High Availability and Coordination
When you deploy several instances of the same FTP/SFTP integration, for example, one per pod in a Kubernetes cluster, every instance would normally connect to the same remote directory and pick up every file. That causes duplicate processing, race conditions, and inconsistent downstream state.
Turning on Coordination fixes this. One instance is elected as the active node and polls the server; the others stay as warm standbys and take over automatically if the active one goes down. You only need one extra thing, which is a shared database the nodes use to elect a leader and exchange heartbeats.
How it works
| Step | What happens |
|---|---|
| 1. Leader election | On startup, every node in the same coordinationGroup registers with the shared database. One node is elected active. |
| 2. Heartbeat | Every node in the group (active and standby) writes its own heartbeat row at the heartbeatFrequency interval.

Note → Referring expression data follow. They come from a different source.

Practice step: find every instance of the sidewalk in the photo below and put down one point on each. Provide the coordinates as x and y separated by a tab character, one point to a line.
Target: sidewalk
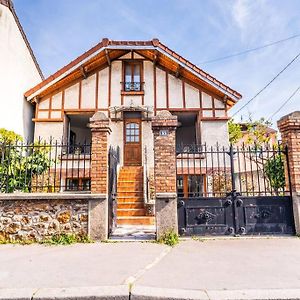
246	268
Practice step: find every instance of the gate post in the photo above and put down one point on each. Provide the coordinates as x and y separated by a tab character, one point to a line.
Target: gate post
164	126
289	127
98	209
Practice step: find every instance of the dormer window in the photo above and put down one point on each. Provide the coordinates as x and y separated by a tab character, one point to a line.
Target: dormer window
132	76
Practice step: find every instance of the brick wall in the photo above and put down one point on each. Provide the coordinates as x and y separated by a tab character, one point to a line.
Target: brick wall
164	132
99	160
164	129
289	127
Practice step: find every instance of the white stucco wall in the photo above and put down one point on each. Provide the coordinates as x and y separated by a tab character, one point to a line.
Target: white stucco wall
213	132
47	130
18	73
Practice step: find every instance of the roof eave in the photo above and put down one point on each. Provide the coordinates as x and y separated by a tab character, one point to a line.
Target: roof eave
232	96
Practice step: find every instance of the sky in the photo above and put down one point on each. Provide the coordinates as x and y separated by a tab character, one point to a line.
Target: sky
199	30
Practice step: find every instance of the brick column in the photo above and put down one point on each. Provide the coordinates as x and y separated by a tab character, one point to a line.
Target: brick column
164	128
289	127
98	208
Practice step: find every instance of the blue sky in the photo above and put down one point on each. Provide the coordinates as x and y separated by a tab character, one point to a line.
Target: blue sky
200	30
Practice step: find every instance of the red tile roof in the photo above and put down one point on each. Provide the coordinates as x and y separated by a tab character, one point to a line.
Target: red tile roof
155	43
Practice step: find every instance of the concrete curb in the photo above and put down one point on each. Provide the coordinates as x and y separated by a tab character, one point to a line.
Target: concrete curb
17	294
149	293
119	292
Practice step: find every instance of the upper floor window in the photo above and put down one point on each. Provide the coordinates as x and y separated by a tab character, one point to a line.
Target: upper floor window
132	76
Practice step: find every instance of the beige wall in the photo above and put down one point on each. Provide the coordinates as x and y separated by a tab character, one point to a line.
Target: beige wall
47	130
18	73
213	132
178	93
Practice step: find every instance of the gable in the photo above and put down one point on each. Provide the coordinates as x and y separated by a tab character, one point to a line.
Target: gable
107	51
102	90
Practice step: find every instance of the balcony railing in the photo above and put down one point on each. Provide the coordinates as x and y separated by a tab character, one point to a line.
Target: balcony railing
133	86
44	167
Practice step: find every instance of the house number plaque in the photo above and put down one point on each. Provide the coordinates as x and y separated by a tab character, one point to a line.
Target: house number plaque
164	132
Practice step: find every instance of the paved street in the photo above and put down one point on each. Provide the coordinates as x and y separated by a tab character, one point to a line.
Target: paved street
213	264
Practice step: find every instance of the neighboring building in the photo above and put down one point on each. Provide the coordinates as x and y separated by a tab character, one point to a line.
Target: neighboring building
130	81
19	71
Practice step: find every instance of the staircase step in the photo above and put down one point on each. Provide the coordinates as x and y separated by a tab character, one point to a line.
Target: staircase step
130	194
125	189
130	205
134	220
128	212
125	199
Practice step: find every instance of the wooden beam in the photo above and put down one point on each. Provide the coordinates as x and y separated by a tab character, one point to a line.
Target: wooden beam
177	74
107	57
83	72
155	58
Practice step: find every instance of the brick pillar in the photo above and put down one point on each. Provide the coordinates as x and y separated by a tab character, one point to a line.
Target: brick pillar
98	208
289	127
164	128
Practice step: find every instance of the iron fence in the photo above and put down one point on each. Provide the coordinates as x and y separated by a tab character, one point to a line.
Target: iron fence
45	167
217	171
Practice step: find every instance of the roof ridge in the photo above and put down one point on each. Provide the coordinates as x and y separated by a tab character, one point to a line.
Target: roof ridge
105	42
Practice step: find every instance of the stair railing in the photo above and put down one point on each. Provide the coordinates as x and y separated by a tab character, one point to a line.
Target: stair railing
145	177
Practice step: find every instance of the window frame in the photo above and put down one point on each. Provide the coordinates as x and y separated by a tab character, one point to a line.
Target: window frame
132	64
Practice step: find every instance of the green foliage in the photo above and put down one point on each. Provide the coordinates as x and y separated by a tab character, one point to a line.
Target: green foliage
66	239
170	238
19	164
7	136
235	132
256	131
57	239
274	170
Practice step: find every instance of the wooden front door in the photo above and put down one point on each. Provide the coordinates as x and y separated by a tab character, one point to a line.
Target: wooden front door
132	141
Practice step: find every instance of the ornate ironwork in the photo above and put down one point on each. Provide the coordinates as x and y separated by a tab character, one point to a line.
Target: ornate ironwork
205	216
132	86
263	214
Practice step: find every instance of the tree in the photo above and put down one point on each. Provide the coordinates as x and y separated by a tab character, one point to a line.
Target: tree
274	170
256	132
20	163
8	136
235	132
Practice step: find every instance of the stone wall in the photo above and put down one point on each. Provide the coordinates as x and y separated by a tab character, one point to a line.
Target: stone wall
36	220
36	217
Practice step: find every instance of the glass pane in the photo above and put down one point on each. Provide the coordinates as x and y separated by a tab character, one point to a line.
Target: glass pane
128	73
136	74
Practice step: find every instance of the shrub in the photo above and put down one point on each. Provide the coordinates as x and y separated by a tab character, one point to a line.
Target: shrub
170	238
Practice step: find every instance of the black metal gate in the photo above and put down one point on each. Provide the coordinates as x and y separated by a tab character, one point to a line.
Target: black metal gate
233	191
113	161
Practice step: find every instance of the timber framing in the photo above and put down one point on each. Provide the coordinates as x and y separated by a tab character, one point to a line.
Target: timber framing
107	51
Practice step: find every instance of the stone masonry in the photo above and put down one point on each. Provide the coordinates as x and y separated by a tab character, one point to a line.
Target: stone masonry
289	127
98	208
164	126
36	220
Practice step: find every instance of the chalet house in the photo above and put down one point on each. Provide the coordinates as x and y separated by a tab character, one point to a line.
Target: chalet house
130	82
19	72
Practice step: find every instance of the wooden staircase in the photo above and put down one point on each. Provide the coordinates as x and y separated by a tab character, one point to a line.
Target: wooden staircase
130	198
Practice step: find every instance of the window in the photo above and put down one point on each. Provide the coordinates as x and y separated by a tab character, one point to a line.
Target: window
132	76
78	184
190	186
132	133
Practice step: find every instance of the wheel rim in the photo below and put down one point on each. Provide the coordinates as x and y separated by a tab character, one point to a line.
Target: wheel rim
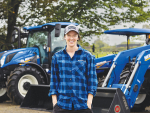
26	79
2	91
140	98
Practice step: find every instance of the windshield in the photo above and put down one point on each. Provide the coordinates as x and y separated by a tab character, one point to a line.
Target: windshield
38	38
58	43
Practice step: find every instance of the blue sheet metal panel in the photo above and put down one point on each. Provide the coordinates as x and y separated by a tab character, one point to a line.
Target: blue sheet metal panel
105	58
49	24
22	54
129	31
139	75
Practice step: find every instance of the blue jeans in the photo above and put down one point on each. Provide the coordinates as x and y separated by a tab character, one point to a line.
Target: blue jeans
57	109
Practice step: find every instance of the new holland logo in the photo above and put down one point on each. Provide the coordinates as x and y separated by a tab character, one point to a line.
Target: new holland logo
117	109
147	57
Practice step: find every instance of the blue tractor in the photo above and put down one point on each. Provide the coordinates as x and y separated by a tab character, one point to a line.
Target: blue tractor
19	68
126	86
123	80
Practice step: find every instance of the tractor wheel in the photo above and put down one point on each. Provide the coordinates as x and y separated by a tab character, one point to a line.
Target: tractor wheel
20	80
3	95
142	101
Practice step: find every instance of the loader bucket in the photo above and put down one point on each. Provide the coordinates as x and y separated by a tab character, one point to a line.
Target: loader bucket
37	98
110	100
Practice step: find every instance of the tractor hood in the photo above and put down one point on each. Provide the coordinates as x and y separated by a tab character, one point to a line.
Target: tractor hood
17	56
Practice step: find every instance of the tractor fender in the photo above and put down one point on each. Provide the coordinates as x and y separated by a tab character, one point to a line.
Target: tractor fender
43	72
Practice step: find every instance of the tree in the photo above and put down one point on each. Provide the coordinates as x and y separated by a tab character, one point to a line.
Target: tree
94	16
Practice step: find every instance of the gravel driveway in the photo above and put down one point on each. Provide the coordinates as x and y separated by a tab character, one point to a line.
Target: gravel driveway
9	107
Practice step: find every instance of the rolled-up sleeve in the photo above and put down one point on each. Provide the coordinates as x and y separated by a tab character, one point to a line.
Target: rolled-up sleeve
54	77
91	76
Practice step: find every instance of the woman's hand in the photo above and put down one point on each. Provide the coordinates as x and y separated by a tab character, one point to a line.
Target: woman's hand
54	98
89	101
89	104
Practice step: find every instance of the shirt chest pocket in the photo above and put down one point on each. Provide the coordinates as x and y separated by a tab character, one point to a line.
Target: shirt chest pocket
80	68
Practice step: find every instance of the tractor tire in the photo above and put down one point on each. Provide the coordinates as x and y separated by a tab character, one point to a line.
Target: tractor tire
142	100
3	95
20	80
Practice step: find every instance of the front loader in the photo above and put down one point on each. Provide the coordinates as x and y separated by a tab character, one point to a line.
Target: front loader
127	84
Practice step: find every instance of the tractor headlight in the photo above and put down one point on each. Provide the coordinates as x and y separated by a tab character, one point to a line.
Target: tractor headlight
2	60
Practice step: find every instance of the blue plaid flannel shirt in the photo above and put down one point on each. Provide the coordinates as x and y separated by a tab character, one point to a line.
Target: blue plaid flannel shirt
72	79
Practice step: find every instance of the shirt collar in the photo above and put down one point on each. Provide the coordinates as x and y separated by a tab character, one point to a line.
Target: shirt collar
79	49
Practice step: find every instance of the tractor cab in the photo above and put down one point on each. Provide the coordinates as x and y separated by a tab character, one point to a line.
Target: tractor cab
130	32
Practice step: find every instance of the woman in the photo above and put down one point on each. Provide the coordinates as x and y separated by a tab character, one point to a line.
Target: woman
73	76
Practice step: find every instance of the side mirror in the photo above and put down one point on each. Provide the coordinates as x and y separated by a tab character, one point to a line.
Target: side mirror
57	30
148	39
93	48
13	36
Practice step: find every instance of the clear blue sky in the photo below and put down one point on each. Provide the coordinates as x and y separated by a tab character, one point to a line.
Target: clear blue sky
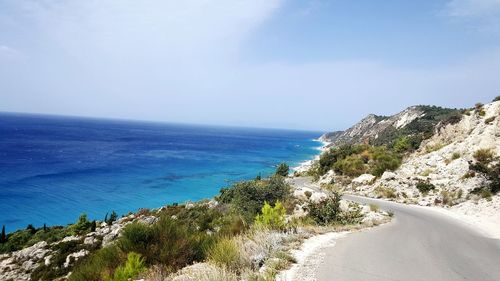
318	65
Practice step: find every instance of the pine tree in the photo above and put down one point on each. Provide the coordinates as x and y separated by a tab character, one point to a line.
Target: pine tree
112	217
3	237
31	229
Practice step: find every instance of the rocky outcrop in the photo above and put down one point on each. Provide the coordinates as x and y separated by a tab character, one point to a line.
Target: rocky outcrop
385	129
19	265
442	162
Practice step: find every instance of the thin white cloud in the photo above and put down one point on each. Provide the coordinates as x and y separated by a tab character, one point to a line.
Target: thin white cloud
8	53
473	8
481	15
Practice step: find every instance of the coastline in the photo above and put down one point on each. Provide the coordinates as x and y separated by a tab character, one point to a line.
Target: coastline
306	165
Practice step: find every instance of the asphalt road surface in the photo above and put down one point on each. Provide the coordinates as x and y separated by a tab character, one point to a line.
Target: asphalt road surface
419	244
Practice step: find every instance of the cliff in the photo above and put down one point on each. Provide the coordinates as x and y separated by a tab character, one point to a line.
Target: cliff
416	121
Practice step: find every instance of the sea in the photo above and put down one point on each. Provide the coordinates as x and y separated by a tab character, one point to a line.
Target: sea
52	168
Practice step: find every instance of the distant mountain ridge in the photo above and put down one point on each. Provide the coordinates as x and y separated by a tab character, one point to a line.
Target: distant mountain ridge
418	122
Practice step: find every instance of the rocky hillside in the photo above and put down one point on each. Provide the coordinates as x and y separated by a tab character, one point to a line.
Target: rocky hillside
456	168
418	122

This advertises liveness so any node can be promoted when needed. |
| 3. Liveness check | Standby nodes periodically check the active node's heartbeat. If the heartbeat goes stale, the active node is considered dead. |
| 4. Failover | A standby is promoted to active and starts polling immediately without manual intervention. |
| 5. Polling behavior | Only the active node polls the FTP/SFTP server. Standby nodes skip polling entirely, consuming no FTP server resources. |
The pattern is active-passive: at most one node polls at a time. Per-file locking across multiple active pollers isn't supported.
Enabling coordination
- Visual Designer
- Ballerina Code
-
Open the listener by clicking its name under Listeners in the sidebar, or under Attached Listeners in the FTP Integration Configuration panel.
-
Scroll to the Coordination field and click Record to open the builder.
-
Fill in the three required fields:
Field What to enter Member ID A unique name for this instance of the integration. Every pod or instance must have a different value. Typically sourced from a configurableso each deployment can set its own.Coordination Group A shared name that all instances of the same listener use. Instances with matching group names coordinate; instances with different group names are independent. Database Config Connection details (host, port, user, password, database) for the shared MySQL or PostgreSQL database used to track leader election. -
Save the listener. Deploy each instance with a different Member ID.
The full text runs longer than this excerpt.